Ok, the new year is supposed to me a motivating time for people to start over and start reaching for their goals, right? Why is it then that I still feel like I'm on Christmas vacation? I could NOT bring myself to get to the gym this morning. I slacked off, ON THE FIRST DAY back in the saddle. That is just sad!

Granted, my knee is tweaked from my 6 mile run yesterday, but there are other things I could have done at the gym. Tomorrow I'm doing one of my short runs in preparation for the half marathon this Sunday. I've been training for this thing for months, but it all went to waste when I didn't run over the Christmas holidays. Ok, I ran once, but that didn't seem to keep my endurance and running ability up to par at all. Before I left for Mexico I ran 10 miles fairly easily, after coming back from Mexico I struggled to get through 6 miles. This means I ate too much and didn't train enough, I'm sure getting uber sick didn't help either.

Whatever, I'm going to do my 2 short runs this week and then just try my damnest at the race on Sunday. I have a good friend coming in town from WAY back in the day and I'm excited to see him. I haven't seen him for years and he's coincidentally coming to town to run the same half marathon I am. I'm looking forward to running the race with him and catching up on things. As long as I finish the race, I've accomplished my goal.

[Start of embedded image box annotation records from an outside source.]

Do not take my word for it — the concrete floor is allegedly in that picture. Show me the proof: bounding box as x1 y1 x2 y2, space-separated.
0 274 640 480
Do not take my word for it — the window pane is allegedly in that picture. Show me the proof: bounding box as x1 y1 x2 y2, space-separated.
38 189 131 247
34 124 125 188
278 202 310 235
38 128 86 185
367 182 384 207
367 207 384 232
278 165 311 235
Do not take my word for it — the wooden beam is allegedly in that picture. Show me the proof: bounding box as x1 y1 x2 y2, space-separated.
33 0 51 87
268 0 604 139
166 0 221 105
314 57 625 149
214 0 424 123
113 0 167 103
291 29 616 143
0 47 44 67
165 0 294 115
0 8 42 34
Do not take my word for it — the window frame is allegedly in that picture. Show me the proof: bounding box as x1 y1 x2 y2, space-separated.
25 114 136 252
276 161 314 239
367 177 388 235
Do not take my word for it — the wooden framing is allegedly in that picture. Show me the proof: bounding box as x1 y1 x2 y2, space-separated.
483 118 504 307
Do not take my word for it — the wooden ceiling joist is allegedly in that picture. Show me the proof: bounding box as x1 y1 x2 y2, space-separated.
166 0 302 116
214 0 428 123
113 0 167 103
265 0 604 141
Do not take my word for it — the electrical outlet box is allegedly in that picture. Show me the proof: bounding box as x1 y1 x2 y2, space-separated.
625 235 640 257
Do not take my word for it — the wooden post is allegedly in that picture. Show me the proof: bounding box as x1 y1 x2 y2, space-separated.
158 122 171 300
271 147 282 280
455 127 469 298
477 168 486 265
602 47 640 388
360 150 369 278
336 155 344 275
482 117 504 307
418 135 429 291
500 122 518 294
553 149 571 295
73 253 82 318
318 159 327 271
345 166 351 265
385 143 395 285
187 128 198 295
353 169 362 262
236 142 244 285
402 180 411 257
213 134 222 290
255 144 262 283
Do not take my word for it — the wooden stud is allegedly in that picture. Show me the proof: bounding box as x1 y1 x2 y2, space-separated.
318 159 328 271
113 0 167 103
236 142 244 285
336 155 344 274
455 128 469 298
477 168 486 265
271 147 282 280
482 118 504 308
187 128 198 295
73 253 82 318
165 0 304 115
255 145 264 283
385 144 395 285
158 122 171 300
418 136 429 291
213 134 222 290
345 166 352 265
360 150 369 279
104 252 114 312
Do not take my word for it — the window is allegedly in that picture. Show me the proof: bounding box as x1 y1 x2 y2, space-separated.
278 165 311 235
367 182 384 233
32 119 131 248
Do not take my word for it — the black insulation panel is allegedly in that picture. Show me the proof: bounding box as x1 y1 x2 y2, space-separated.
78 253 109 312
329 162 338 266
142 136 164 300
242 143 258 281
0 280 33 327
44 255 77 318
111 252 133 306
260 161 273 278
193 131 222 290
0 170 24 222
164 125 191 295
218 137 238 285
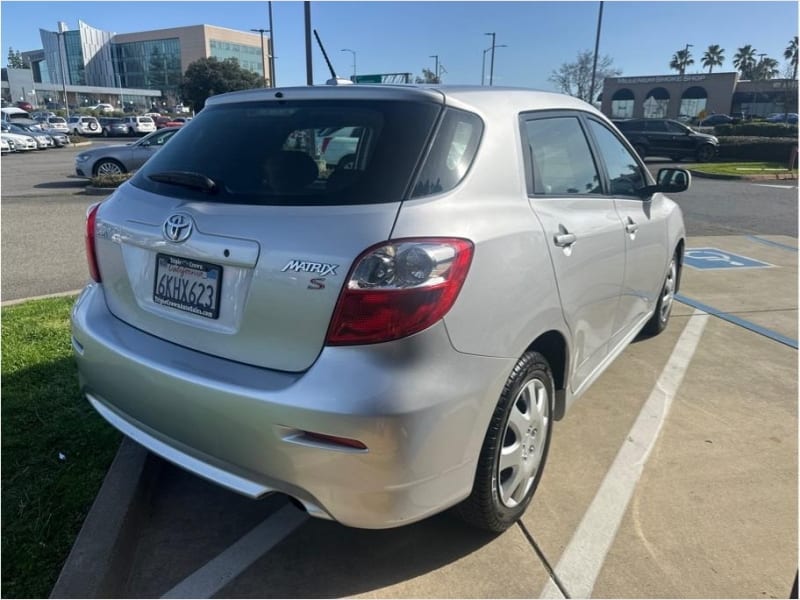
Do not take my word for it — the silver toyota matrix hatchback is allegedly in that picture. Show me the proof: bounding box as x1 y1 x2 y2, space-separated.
72 85 689 531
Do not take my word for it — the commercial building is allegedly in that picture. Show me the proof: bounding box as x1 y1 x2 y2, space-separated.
601 73 797 119
2 21 272 107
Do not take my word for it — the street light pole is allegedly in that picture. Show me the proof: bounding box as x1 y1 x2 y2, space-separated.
267 0 275 87
250 29 272 87
56 31 69 121
681 44 694 75
341 48 356 83
485 31 495 86
589 0 603 106
428 54 441 83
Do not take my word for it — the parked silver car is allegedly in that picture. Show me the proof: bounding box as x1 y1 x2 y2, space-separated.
72 86 689 531
75 127 181 178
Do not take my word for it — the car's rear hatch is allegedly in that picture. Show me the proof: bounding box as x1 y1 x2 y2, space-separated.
95 90 442 371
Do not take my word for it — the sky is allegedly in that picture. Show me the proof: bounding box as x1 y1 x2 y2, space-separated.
0 0 798 90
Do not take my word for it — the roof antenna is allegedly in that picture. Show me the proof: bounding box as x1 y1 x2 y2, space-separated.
314 29 353 85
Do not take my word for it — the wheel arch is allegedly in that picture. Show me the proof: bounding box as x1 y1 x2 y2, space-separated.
526 329 569 420
92 158 128 177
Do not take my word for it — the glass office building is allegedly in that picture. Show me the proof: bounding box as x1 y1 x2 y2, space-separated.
112 38 183 92
21 21 272 107
208 39 264 77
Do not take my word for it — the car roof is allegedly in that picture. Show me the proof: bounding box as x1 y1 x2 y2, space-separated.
206 84 605 118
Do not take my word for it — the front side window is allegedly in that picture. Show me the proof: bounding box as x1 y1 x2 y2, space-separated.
644 121 667 133
589 119 646 196
525 117 603 196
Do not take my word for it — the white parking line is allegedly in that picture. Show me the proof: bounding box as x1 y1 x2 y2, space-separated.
162 504 309 598
539 310 709 598
753 183 797 190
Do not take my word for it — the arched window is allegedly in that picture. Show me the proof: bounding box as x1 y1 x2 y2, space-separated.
678 85 708 118
611 88 634 119
642 87 669 119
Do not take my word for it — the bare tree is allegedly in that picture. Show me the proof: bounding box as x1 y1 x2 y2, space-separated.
548 50 622 103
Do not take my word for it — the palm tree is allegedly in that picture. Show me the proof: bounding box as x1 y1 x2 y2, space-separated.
733 44 756 79
702 44 725 73
669 48 694 75
783 36 797 79
752 56 779 81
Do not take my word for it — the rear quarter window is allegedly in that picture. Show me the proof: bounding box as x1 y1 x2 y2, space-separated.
411 108 483 198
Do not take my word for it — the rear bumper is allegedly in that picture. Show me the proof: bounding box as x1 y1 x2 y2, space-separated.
72 285 513 528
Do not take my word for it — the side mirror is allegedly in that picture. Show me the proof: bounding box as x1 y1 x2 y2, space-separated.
656 168 692 194
639 168 692 197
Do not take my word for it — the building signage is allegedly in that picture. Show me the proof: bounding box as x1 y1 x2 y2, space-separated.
611 75 707 85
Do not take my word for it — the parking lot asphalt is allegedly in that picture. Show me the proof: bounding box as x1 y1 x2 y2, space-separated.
0 143 798 598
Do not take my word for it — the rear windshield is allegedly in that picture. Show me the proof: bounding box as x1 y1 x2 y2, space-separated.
131 100 441 206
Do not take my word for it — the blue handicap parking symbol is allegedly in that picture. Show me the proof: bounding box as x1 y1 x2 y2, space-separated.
683 248 774 269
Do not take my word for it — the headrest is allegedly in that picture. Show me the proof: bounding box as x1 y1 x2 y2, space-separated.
266 150 319 193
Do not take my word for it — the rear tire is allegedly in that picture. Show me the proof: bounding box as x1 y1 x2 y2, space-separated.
455 352 555 533
642 253 678 337
94 158 127 177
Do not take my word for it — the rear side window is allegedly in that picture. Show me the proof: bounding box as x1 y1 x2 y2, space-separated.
411 108 483 198
525 117 603 196
131 100 441 206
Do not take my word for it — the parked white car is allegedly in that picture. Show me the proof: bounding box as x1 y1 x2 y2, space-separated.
124 116 156 135
42 116 69 133
2 133 39 152
67 115 103 135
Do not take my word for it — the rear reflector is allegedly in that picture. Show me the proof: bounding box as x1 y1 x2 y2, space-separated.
303 431 367 450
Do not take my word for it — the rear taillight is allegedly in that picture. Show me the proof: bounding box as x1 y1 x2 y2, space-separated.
326 238 473 346
85 202 100 283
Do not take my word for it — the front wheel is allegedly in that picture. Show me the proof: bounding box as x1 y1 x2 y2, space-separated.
642 253 678 336
94 159 126 176
456 352 555 533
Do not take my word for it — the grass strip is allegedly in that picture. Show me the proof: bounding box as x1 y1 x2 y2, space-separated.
0 297 121 598
691 162 797 177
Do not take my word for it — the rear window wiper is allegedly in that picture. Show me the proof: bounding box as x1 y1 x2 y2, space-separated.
147 171 217 193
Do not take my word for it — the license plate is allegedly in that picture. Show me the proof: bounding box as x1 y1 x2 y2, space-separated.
153 254 222 319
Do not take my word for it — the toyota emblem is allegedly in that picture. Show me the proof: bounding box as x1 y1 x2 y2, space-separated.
164 215 192 242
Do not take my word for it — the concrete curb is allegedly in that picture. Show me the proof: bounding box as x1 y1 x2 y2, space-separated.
83 185 117 196
689 169 797 181
50 437 161 598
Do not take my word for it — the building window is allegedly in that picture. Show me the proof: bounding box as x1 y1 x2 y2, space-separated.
678 85 708 118
611 88 634 119
112 38 183 100
208 39 264 77
642 87 669 119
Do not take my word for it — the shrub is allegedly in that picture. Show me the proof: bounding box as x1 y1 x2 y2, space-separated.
92 173 133 187
714 123 797 138
717 136 797 163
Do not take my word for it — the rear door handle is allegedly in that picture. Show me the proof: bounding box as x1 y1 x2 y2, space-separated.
553 231 578 248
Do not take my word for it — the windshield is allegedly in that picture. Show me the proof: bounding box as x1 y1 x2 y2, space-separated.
131 100 441 205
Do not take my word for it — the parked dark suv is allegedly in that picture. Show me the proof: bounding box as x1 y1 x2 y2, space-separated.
614 119 719 162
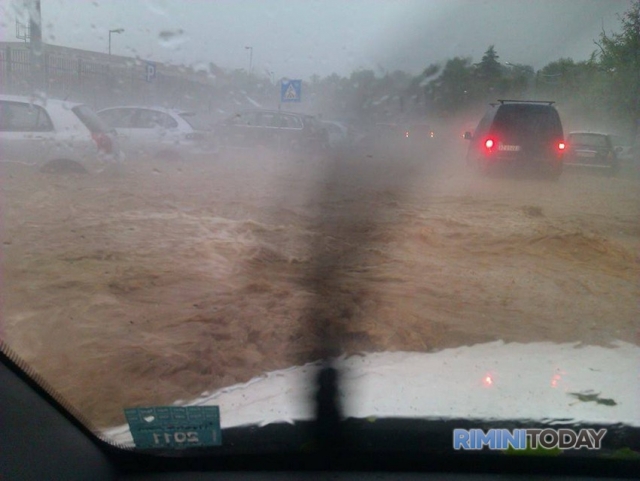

All that being said, I really do need to get serious about this weight loss regimen. I'm so tired of always being on a diet and never losing any damn weight. This is my year to succeed. I think I finally have all the knowledge I need and all the tools within my reach to accomplish this goal. I just have to psyche myself up and get into the right mindset. I think it's hard for me right now because I just got back from a lengthy vacation where I was way out of my relm and still haven't really gotten everything back in order. When my house is a mess, my life is a mess. I feel hectic and disorganized about everything when my house is a mess. I haven't had a chance to clean it and get everything in order because my Mother-in-Law has been in town. I don't mind having her here, but I just cannot get things accomplished when people are staying with me. It's like I feel like I have to be 'on' all the time, like I can't just bum around and take care of my own business. I have to be conscious of this person and their needs, so I can be a gracious host. I feel rude going about my own activities. I don't know, that might sound like complete shite, but that's how my brain works. I think once my Mother-in-Law leaves and I get my house back in order, I'll be ready to hit this thing full force.

I think giving it one more week will give the New Years Resolution newbies at the gym time to get tired of their new exercise regimen and stop hogging all the cardio machines. LoL, just think, I used to be one of those annoying newbie January members that hog up all the cardio machines - now I'm a regular. =)

1 comment:

Scrumpy said...

Hi Stephanie. I came across your blog on Blogher and enjoyed reading your post. I totally get the "on" thing with guests and needing to have a clean environment to have a clean mind.

Best of luck on the race. Try to just enjoy yourself and let the idea of time be only in the back of your mind. A half marathon is a huge accomplishment!